EV battery tray: A key component to protect

Regardless of their categorization as packs, boxes, or trays, these structures housing EV battery cells, alongside their electrical and thermal management components, are crucial in the EV industry. Enhancing battery packs involves various decisions in manufacturing and materials, ensuring safety, and addressing design challenges. One challenge is applying a durable acid-resistant coating to battery trays and power backup systems, serving to provide electrical insulation and resist acidic substances.

With the increasing EV numbers, there's a growing demand for specialized coatings and components to ensure functionality and safety without compromising performance. Since approximately 40% of an EV's cost is in its battery, safeguarding it with suitable coatings is crucial for longevity and efficiency.

Enhancing longevity and efficiency via electro-coating

To achieve this, dielectric coatings are applied via an electrophoretic process known as e-coating. 

E-coating baths are suspension of paint components which deposit onto the working surface due to local pH changes electrochemically promoted via the application of D.C. current. E-coat systems are valued for their durability, ensuring consistent coverage of intricate parts with high productivity and minimal waste. They are particularly effective for large-scale production components like lids, trays, frame plates, and module racking. Due to the electrically resistance added by the deposited paint film, the process is inherently self-leveling and, with sufficient process time, can deliver highly uniform films in terms of paint thickness. As industrial process times are limited, in practice, non-uniform film thickness can be a challenge. Besides challenges with uneven thickness, compatibility with substrate materials, as well as comparisons with more environmentally friendly alternatives may also pose a challenge. Understanding the process, tweaking parameters, and overcoming obstacles enables manufacturers to maximize e-coating's potential, enhancing production and product quality.
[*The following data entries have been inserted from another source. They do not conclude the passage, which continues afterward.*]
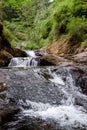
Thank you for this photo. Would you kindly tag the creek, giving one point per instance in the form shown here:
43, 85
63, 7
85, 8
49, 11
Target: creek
49, 97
The Computer Aided Engineering (CAE) approach is invaluable for optimizing e-coating process performance. CAE utilizes predictive computer modeling to assess process quality before production, reducing the need for wet testing and streamlining iterations. It identifies process risks and limitations early in the design stage, ensuring superior coating quality. Overall, adopting CAE offers significant benefits in terms of cost, precision, innovation, and sustainability, making it an essential tool in modern engineering practices.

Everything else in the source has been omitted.